City council last night approved the six-month contract with Mercury Public Affairs, which has offices in Trenton and Westfield. The contract circumvented state public bidding laws since the city deemed it an “extraordinary unspecifiable service.”
The full resolution doesn’t specify what issue the firm will be working on. However, city spokesman Frank Baraff told TAPinto Newark the company will be handling information that is put out about the lead issue, which has garnered attention from media outlets since the Natural Resources Defense Council (NRDC) sued the city over elevated lead levels.
"The purpose of the contract is to provide a multi-dimensional public affairs campaign around the issue of lead in the city of Newark that centers around a strong response by the City to make the public aware of the facts while utilizing Mercury’s unique combination of expertise in the area of public affairs communication," Baraff said in a statement.
The resolution for the contract was met with no discussion last night and unanimously approved by the council, although it was added on to the agenda as a last-minute starter. The measure appeared on the city’s website last night, but no longer appears online.
Mercury Public Affairs Vice President Maggie Leuzarder, in a statement, described the company as a global, bipartisan public strategy firm. Mo Butler, who was U.S. Sen. Cory Booker's chief of staff when he was mayor of Newark, is a partner in the company. Butler also worked on Mayor Ras Baraka's re-election campaign.
"Our firm will be assisting the City of Newark in communicating with the community about critical issues facing the city," Leuzarder said. "We are proud to be working with the City of Newark, and we are deeply committed to providing strategic communications support. Many of our employees call Newark home, and Mercury partner Mo Butler served as Chief of Staff in Newark when Senator Booker was mayor."
NRDC declined to comment when asked about the firm.
Newark received the first of three violations for elevated lead levels in 2017. The NRDC filed suit against city and state officials in June this year, alleging they violated regulations that caused Newark's lead readings to skyrocket.
State and local publications have been covering the lead issue in Newark for some time, but major media attention was brought to NRDC’s lawsuit after the city began distributing lead filters in October. The following month, Baraka and other city officials held a press conference to address what they called “misinformation” in the media about the issue.

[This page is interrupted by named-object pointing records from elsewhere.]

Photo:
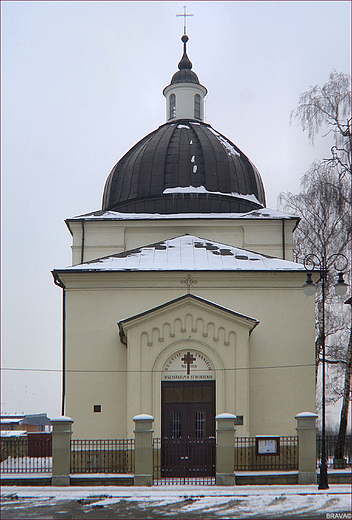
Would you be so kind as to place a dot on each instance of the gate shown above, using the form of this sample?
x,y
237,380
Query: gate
x,y
184,461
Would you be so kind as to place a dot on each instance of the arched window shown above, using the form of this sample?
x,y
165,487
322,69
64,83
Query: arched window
x,y
197,106
172,106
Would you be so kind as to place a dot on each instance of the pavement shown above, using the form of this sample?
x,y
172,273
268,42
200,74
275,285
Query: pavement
x,y
181,502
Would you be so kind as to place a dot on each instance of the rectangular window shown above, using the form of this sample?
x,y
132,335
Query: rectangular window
x,y
172,106
197,106
200,425
176,425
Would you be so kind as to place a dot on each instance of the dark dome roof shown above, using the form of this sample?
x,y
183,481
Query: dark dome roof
x,y
184,167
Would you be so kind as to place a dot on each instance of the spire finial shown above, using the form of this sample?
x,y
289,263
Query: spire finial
x,y
184,18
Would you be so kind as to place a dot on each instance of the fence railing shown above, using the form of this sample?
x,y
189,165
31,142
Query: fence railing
x,y
247,458
102,456
30,454
330,443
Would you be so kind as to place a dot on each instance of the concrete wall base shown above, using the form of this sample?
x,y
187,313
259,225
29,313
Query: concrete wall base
x,y
60,481
307,477
225,479
143,480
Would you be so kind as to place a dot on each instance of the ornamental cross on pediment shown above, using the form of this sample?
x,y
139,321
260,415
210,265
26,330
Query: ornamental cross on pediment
x,y
188,282
188,359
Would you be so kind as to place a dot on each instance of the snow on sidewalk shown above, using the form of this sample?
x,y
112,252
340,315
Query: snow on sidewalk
x,y
223,502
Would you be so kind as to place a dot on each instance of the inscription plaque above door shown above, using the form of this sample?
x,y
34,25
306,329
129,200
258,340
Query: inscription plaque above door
x,y
188,364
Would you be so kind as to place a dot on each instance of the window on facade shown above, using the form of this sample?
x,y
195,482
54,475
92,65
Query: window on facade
x,y
200,425
176,425
172,106
197,106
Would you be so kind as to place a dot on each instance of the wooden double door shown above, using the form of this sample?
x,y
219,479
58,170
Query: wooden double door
x,y
188,428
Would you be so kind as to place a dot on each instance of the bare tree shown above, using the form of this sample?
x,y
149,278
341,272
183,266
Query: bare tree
x,y
324,206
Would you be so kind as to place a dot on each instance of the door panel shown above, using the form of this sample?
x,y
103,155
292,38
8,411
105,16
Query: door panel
x,y
188,429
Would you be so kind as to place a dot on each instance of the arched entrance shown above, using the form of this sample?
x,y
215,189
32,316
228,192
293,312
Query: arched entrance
x,y
188,415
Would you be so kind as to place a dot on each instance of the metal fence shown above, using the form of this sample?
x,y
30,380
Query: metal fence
x,y
330,443
247,457
30,454
102,456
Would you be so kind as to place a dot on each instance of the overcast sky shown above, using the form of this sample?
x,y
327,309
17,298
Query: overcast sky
x,y
82,82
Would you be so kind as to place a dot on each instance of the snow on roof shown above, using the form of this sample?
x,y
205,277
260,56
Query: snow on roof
x,y
189,253
202,189
230,149
258,214
13,433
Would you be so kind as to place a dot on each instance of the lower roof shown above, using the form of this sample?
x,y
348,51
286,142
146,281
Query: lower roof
x,y
186,253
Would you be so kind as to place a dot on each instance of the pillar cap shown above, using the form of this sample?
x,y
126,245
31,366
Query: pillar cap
x,y
143,417
225,416
302,415
62,418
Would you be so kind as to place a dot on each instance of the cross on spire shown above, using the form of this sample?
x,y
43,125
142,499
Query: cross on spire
x,y
184,18
188,359
188,282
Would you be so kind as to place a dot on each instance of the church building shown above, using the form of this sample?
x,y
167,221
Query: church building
x,y
183,300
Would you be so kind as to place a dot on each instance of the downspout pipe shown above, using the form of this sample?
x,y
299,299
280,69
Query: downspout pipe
x,y
82,245
59,283
283,239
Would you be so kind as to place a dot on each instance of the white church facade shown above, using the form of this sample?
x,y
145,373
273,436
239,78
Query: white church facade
x,y
182,300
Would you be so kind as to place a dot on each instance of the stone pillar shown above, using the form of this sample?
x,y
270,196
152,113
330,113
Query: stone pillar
x,y
143,450
225,449
307,447
61,450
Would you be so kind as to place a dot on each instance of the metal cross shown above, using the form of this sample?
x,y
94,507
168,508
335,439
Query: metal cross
x,y
188,282
188,359
184,18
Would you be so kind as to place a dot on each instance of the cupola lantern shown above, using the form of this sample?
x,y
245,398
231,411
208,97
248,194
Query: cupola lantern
x,y
185,95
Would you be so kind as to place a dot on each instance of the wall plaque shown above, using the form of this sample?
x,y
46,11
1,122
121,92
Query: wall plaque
x,y
188,365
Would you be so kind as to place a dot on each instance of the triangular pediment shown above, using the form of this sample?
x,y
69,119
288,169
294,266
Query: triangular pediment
x,y
188,253
191,306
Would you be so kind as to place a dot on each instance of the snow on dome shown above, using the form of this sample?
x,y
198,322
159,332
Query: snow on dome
x,y
178,155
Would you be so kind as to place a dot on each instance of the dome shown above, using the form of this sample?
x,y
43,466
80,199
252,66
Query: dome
x,y
184,166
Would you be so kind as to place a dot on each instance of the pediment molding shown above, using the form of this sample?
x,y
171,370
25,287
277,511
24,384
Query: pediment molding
x,y
188,316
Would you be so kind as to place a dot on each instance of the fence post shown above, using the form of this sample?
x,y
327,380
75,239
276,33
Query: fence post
x,y
61,450
307,447
225,449
143,450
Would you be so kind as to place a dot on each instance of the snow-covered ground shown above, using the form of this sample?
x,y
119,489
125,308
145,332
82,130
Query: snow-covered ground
x,y
184,502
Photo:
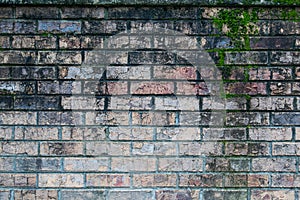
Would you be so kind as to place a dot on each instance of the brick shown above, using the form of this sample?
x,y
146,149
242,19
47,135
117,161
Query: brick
x,y
86,164
247,118
61,180
108,180
53,26
271,103
133,164
136,133
274,164
33,72
6,164
18,180
6,26
250,88
61,148
286,118
200,180
154,180
36,194
101,27
233,180
197,149
65,57
285,148
154,118
270,134
125,72
82,12
281,194
249,149
258,180
246,58
107,118
4,42
60,118
177,103
227,165
87,133
152,88
72,42
17,118
18,57
108,148
105,88
38,164
25,27
180,164
175,134
224,194
272,43
154,149
36,133
5,133
280,88
130,194
284,58
37,12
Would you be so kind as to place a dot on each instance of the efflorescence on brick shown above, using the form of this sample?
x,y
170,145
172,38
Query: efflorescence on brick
x,y
68,131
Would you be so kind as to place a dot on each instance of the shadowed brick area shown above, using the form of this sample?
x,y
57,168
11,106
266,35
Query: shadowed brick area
x,y
140,129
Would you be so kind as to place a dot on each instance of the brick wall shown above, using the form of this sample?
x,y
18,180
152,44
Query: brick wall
x,y
76,124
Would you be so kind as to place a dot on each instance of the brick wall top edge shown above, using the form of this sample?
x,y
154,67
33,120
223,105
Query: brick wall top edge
x,y
147,2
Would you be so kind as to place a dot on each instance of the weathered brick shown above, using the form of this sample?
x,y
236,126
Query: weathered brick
x,y
130,194
274,164
108,180
227,165
86,164
154,180
17,118
200,180
281,194
53,26
37,12
18,180
130,133
271,103
61,148
292,118
36,133
247,118
133,164
107,118
249,149
87,133
167,133
203,148
180,164
37,164
224,194
61,180
108,148
270,134
36,194
154,149
246,58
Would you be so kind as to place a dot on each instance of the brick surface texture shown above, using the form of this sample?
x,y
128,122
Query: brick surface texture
x,y
140,129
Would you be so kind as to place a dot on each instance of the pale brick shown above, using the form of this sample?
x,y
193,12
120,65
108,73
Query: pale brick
x,y
154,180
86,164
61,180
108,180
134,164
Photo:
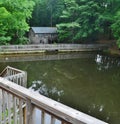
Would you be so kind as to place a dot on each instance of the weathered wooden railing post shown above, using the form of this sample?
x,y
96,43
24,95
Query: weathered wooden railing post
x,y
29,112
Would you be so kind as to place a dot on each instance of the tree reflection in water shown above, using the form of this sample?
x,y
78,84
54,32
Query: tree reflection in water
x,y
42,88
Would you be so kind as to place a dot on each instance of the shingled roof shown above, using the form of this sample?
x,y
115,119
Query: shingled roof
x,y
44,30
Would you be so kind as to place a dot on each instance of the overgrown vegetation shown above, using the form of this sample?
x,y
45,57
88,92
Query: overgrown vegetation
x,y
13,20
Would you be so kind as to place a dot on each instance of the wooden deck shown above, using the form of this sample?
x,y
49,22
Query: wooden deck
x,y
7,49
18,106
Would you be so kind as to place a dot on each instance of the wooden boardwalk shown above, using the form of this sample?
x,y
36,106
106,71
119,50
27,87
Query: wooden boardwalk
x,y
18,104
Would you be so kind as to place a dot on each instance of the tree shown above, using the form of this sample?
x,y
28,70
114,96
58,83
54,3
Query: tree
x,y
47,13
17,14
116,28
82,21
4,16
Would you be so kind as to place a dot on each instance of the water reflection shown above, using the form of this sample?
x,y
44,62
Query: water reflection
x,y
42,88
106,62
89,83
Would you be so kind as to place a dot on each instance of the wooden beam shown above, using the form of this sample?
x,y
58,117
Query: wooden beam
x,y
62,111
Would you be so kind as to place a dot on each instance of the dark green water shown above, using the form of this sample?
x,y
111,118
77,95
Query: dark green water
x,y
87,82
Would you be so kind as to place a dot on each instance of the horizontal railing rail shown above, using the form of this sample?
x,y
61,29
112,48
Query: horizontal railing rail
x,y
36,105
47,47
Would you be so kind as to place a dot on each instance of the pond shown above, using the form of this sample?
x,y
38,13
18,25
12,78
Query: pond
x,y
89,82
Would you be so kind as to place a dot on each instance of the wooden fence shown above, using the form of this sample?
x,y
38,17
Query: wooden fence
x,y
19,105
51,47
15,75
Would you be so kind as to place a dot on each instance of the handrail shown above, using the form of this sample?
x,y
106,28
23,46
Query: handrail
x,y
44,47
57,110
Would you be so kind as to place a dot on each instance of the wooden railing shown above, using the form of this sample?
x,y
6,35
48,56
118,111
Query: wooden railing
x,y
49,47
19,105
15,75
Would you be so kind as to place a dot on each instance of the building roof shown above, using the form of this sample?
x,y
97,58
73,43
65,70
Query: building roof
x,y
44,30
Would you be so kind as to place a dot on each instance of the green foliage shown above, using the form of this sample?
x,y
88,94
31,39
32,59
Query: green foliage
x,y
13,19
116,28
83,20
47,12
93,17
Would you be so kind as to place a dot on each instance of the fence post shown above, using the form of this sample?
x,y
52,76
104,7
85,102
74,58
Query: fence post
x,y
28,112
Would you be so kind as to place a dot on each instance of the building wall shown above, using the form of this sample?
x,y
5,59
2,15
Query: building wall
x,y
41,38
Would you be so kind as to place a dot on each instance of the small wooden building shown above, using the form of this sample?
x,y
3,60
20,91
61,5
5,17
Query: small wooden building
x,y
42,35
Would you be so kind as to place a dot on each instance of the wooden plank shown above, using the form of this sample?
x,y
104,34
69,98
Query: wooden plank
x,y
9,108
21,112
42,117
4,107
52,120
14,110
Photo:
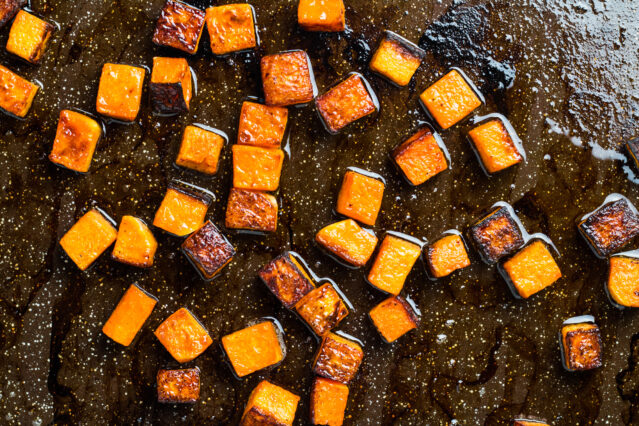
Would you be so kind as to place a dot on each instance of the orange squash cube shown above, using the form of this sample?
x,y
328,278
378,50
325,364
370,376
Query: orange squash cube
x,y
451,99
120,91
360,197
75,141
322,15
328,402
393,318
287,78
254,348
129,315
135,244
183,336
268,405
29,36
262,125
393,263
88,238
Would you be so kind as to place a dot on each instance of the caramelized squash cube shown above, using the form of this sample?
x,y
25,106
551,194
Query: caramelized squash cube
x,y
129,315
179,26
287,78
75,141
88,238
208,250
338,358
183,336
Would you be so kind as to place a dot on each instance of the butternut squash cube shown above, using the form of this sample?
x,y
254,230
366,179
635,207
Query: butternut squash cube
x,y
129,315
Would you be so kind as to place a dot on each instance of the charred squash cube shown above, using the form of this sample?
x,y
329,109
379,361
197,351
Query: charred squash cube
x,y
29,36
451,99
338,358
120,91
75,141
16,93
346,103
270,404
179,26
183,336
262,125
394,261
251,210
208,250
287,78
135,244
254,348
328,402
88,238
180,386
286,279
610,227
129,315
322,309
393,318
348,241
397,59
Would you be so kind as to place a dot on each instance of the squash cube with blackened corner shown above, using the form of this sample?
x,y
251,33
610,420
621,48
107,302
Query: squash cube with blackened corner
x,y
269,405
393,318
88,238
183,336
208,250
451,99
287,78
181,386
179,26
129,315
345,103
135,244
338,358
120,91
75,141
322,309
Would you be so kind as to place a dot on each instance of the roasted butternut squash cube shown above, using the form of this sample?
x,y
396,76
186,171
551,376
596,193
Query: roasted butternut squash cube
x,y
135,244
360,197
181,386
268,405
393,318
179,26
262,125
346,103
322,309
286,279
610,227
497,234
254,348
16,93
129,315
394,261
322,15
447,255
75,141
397,59
208,250
451,99
328,402
88,238
29,36
338,358
183,336
287,78
120,91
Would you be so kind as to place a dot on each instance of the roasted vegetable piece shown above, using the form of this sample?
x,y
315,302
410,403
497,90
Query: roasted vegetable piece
x,y
129,315
88,238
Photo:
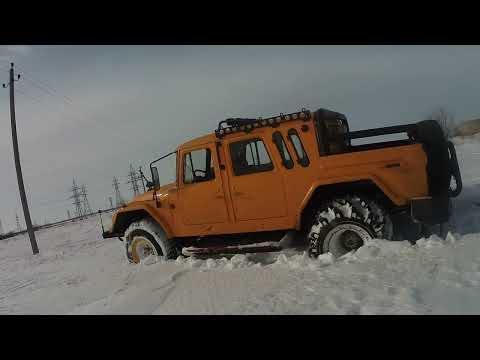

The city posted on Facebook in April, as the NRDC geared up to file suit, stating in all caps that “Newark’s water is absolutely safe to drink.” However, a city-commissioned study found that the chemical the city treated its water with to prevent lead from leaching off into pipes had become ineffective.
Baraka and other city officials have pushed back on comparisons to Flint, Michigan. Officials in that town reportedly did not treat the water properly to prevent lead from leaching off into pipes after switching to a different water supply.
Meanwhile, the NRDC has called the information the city has told residents about which areas are affected by high lead levels as “misleading.” A federal judge earlier this week denied a motion from the group that mentioned some of those accusations.
The NRDC has used social media to plug its accusations against the city outside of court. Baraff, the city’s communications director, expressed annoyance when asked about a scathing video the group last month posted.
At the time, he compared the NRDC's social media video to what seen and done during a political campaign. He claimed the NRDC's lawyers are looking for a "big payday" by having a judge reimburse the group for its legal fees, which would be a burden to Newark taxpayers. The NRDC denied Baraff's characterizations.
Baraff explained that although the city’s contract will give Mercury Public Affairs $225,000, not all of that will result in profit for the company. Much of the money will be used for “media spots,” like advertising, video creation and other materials.
The city’s in-house communication department consists of four people, Baraff said. The NRDC, meanwhile, also has its own public relations team.